El respeto y sus visbirules.
Esta vez no compartiré una exposición de ocurrencias o cosas que nos hacen reír; quiero dedicar estás líneas a una reflexión que tiene que ver con el respeto y los exabruptos en situaciones estresantes. Cuando hablamos de respeto, solemos creer que todos entendemos lo mismo. Pero la realidad es que no siempre compartimos el mismo mapa. Para algunos, respetar es hablar con calma; para otros, es cumplir puntualmente lo que se acuerda. Están quienes lo entienden como cortesía en el trato, y quienes lo viven como cuidado del tiempo y la energía compartida.
En medio de esas miradas distintas surge la pregunta: ¿conviene siempre hablar de lo que sentimos y esperamos del otro?. La respuesta parece sencilla, pero no lo es. No siempre los demás están dispuestos a escuchar; no siempre nosotros estamos listos para decirlo sin enojo. Y ahí entra algo que todos compartimos: nuestros patrones de conducta.

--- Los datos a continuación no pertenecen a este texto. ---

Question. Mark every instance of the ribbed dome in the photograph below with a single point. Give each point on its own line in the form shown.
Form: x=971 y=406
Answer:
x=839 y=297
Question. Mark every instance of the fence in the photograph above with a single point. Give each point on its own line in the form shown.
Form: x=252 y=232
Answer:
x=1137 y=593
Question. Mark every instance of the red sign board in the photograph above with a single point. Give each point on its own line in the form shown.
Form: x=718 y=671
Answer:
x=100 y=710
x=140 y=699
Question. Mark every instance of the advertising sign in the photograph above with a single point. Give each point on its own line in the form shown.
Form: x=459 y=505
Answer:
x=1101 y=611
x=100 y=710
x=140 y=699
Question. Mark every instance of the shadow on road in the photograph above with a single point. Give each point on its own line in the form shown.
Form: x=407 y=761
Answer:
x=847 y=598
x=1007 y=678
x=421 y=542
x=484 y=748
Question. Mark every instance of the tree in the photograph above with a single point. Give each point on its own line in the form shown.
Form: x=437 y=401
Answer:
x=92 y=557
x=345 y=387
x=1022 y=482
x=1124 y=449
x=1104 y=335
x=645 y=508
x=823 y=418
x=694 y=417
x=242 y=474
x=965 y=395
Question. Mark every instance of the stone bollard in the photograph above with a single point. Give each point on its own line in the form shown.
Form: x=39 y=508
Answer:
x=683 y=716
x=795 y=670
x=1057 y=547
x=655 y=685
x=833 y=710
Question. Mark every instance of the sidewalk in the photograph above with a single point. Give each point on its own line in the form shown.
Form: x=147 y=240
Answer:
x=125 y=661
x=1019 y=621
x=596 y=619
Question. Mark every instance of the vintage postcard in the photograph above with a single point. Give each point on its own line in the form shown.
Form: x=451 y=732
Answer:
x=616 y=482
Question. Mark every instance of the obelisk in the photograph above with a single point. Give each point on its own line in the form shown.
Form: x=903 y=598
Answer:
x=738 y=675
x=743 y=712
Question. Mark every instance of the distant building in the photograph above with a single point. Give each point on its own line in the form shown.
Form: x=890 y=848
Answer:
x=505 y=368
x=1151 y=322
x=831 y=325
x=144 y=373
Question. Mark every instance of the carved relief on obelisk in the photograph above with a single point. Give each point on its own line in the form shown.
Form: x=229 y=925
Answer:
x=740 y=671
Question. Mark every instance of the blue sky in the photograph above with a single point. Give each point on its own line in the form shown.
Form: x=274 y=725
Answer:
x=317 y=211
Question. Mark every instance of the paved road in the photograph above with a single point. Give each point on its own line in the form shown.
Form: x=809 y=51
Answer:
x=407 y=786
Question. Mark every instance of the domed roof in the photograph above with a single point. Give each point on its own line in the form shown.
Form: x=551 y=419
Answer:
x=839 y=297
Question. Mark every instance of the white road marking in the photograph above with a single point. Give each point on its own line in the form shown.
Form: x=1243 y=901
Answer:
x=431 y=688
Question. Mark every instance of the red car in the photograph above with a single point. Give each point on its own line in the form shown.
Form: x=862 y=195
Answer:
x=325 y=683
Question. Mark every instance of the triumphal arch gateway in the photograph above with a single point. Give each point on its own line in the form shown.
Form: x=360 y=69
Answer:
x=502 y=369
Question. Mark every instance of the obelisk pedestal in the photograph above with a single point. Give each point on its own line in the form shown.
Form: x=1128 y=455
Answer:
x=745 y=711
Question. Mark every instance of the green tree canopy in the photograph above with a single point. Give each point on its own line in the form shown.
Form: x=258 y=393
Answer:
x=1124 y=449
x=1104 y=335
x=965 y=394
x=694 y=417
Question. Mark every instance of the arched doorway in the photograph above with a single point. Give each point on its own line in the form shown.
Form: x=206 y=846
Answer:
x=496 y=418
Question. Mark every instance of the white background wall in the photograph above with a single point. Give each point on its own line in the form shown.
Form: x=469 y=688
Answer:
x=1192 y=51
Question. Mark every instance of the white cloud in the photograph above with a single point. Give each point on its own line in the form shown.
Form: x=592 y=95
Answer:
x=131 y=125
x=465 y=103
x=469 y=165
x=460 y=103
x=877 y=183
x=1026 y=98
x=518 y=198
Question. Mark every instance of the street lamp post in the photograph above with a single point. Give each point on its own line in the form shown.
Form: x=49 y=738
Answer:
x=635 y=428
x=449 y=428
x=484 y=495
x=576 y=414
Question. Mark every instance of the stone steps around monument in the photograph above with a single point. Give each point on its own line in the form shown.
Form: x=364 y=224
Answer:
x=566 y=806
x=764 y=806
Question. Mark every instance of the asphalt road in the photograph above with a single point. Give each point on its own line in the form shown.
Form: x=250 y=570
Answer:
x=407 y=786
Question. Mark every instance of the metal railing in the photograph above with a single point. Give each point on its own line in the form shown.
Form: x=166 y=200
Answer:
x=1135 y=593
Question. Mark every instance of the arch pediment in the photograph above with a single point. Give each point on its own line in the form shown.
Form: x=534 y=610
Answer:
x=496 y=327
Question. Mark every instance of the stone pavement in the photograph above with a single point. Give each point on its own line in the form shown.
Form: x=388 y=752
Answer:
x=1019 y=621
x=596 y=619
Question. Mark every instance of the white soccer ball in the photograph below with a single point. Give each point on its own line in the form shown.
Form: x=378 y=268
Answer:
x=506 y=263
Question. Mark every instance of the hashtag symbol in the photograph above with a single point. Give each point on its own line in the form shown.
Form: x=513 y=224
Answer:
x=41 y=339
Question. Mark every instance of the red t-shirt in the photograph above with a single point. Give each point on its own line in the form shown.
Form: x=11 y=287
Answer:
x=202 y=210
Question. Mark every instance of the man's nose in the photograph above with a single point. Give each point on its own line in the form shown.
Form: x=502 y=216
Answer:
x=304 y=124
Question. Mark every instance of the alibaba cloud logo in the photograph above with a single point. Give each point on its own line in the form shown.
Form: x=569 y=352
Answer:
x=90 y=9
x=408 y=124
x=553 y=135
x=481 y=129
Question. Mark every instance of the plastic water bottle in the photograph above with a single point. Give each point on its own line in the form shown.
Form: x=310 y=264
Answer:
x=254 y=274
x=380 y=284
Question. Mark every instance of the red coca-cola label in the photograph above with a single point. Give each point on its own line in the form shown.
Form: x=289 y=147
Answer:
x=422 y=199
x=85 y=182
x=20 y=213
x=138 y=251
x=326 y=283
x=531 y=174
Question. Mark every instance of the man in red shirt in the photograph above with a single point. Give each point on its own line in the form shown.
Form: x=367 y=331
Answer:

Cada persona responde desde lo que le resulta más cómodo, desde lo que aprendió a lo largo de su vida o desde el interés inmediato que la mueve o los issues que esté trabajando en ese momento, lo que es cierto es que queremos sentirnos respetados según nuestras propias reglas y nuestro propio concepto.
El problema es que, muchas veces, esas “propias reglas” no son otra cosa que egoísmo disfrazado de respeto. Pedimos paciencia, flexibilidad o cuidado, pero rara vez invertimos el mismo tiempo en observar y reconocer cómo nuestras acciones afectan a los demás. Así nace la agresión pasiva: no es levantar la voz ni insultar, sino evadir responsabilidades, llegar tarde, cancelar sin aviso, delegar de más, exigir comprensión sin darla a cambio. Ese estilo suele presentarse bajo el ropaje de la víctima: “yo no funciono así, adáptate tú”.

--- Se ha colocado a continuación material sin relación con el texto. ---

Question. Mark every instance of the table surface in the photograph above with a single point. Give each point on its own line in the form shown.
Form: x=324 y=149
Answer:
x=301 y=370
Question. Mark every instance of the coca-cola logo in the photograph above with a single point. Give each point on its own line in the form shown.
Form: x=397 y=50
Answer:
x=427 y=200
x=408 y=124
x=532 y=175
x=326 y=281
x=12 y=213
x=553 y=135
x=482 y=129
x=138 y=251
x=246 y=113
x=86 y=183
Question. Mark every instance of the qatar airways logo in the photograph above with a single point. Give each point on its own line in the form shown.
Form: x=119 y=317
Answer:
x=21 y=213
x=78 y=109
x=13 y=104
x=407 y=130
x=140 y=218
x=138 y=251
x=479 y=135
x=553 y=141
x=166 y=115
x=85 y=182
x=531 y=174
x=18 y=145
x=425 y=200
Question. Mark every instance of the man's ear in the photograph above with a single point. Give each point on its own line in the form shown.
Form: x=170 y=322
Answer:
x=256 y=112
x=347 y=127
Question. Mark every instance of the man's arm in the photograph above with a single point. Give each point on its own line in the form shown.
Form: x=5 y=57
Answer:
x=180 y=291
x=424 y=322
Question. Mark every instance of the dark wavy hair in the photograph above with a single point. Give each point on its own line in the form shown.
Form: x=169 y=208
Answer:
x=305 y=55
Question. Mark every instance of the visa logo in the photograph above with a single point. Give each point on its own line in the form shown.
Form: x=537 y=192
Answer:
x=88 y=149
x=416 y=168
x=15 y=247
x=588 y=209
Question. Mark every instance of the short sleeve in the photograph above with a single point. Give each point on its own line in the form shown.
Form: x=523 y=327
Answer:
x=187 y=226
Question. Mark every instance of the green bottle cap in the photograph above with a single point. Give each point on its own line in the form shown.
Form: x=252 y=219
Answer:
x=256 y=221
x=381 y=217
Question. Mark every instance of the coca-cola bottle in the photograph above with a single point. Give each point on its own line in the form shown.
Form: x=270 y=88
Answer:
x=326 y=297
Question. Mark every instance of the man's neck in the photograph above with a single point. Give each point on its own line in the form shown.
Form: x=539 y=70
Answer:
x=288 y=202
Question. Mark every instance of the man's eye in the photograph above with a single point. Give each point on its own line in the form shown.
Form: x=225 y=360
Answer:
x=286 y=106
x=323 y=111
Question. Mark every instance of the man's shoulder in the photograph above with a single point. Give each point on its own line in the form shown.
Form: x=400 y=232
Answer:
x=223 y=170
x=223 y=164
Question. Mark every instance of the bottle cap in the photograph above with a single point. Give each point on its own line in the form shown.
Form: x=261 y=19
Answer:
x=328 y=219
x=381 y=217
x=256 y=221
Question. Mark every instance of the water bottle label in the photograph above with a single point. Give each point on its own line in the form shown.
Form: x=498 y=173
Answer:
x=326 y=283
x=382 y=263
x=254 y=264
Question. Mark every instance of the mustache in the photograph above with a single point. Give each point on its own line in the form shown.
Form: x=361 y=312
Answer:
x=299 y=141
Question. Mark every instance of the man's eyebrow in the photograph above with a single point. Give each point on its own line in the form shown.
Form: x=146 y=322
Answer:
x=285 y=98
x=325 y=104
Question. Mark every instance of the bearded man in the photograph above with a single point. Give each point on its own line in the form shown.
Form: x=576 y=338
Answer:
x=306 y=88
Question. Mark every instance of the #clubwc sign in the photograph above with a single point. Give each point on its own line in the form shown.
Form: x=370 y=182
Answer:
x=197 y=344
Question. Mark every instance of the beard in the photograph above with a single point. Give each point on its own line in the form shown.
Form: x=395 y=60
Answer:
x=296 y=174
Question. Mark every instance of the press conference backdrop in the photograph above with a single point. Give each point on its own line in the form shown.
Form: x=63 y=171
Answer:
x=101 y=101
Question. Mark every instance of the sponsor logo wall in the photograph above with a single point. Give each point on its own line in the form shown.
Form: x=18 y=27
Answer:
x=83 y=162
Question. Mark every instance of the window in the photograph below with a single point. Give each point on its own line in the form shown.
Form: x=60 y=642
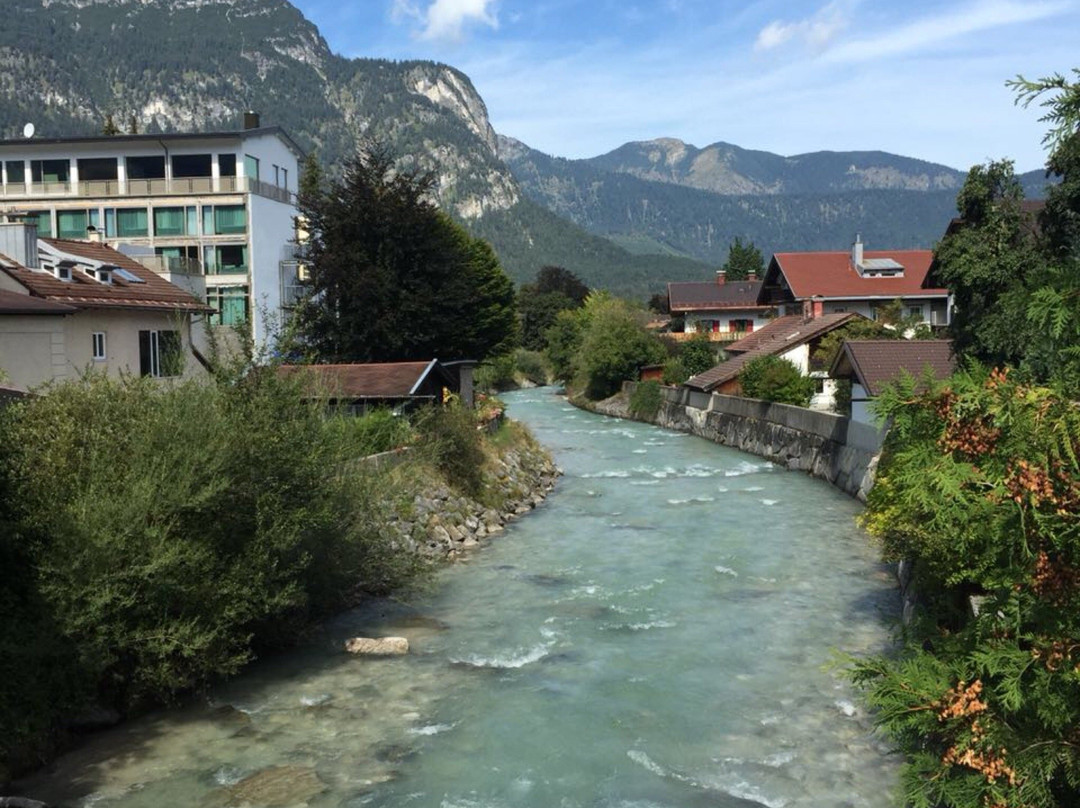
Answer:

Por eso, cuando hablamos de respeto, en el fondo hablamos también de límites. De decir: “esto necesito yo para no sentirme lastimado” y de preguntar: “¿qué necesitas tú?”. Si no lo hacemos, cada uno mide con su propia vara y es inevitable que tarde o temprano aparezca la sensación de abuso, indiferencia o agresión.

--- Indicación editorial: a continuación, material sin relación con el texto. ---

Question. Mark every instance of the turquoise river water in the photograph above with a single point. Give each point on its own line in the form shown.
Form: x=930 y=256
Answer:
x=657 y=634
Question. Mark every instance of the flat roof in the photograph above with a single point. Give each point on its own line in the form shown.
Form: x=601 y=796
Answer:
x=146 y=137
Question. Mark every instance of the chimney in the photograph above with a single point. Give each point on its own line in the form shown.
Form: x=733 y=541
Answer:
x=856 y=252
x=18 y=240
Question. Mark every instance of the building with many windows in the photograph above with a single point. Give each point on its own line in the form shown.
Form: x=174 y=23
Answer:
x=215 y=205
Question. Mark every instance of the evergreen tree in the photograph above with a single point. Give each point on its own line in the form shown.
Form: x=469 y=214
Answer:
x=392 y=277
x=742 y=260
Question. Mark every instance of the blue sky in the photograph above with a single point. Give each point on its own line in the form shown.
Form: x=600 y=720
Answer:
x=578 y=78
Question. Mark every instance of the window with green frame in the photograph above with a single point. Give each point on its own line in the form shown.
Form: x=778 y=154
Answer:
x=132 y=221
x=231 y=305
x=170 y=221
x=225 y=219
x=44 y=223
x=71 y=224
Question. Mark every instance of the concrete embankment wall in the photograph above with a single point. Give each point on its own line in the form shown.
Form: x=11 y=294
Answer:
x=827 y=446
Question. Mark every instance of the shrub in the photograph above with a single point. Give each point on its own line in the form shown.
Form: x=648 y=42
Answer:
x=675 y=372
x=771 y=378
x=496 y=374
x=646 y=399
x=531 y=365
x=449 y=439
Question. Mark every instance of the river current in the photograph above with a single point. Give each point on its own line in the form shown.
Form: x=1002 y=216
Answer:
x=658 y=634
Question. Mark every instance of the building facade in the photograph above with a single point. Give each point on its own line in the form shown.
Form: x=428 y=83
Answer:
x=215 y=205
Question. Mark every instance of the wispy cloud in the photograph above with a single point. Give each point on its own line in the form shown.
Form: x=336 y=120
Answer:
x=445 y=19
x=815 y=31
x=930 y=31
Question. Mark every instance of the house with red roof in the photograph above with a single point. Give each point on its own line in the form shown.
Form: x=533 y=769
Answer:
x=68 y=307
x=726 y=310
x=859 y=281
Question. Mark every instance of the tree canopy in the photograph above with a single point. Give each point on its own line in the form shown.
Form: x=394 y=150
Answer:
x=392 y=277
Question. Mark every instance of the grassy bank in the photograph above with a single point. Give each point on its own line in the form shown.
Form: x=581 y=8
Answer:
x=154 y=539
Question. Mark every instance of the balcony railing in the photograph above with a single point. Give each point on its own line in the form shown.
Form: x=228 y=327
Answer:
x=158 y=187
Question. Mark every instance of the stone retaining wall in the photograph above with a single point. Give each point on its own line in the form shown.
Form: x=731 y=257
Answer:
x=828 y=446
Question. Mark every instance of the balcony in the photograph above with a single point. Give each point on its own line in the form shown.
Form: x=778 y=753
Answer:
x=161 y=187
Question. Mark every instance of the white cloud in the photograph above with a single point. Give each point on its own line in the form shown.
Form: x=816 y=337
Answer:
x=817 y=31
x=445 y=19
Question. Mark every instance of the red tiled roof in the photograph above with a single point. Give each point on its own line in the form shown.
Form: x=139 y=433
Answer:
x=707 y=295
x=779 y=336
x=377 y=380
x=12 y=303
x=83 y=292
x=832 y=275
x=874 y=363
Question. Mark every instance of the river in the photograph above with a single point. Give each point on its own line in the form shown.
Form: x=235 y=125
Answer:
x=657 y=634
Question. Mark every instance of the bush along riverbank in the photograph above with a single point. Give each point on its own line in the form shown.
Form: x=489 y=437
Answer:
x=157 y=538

El respeto, entonces, no es solo un ideal abstracto. Es un ejercicio constante de negociación: reconocer que todos actuamos en parte desde nuestros intereses, que todos cargamos patrones aprendidos y que ninguno está libre de pedir más de lo que ofrece. Lo importante quizá no es aspirar a una definición única, sino atrevernos a mirarnos en ese espejo incómodo donde descubrimos que, así como exigimos respeto, también podemos estar faltándolo.
Porque al final, el respeto —con todas sus formas— no se trata solo de palabras bonitas, sino de la manera en que cuidamos lo que somos y lo que compartimos con los demás.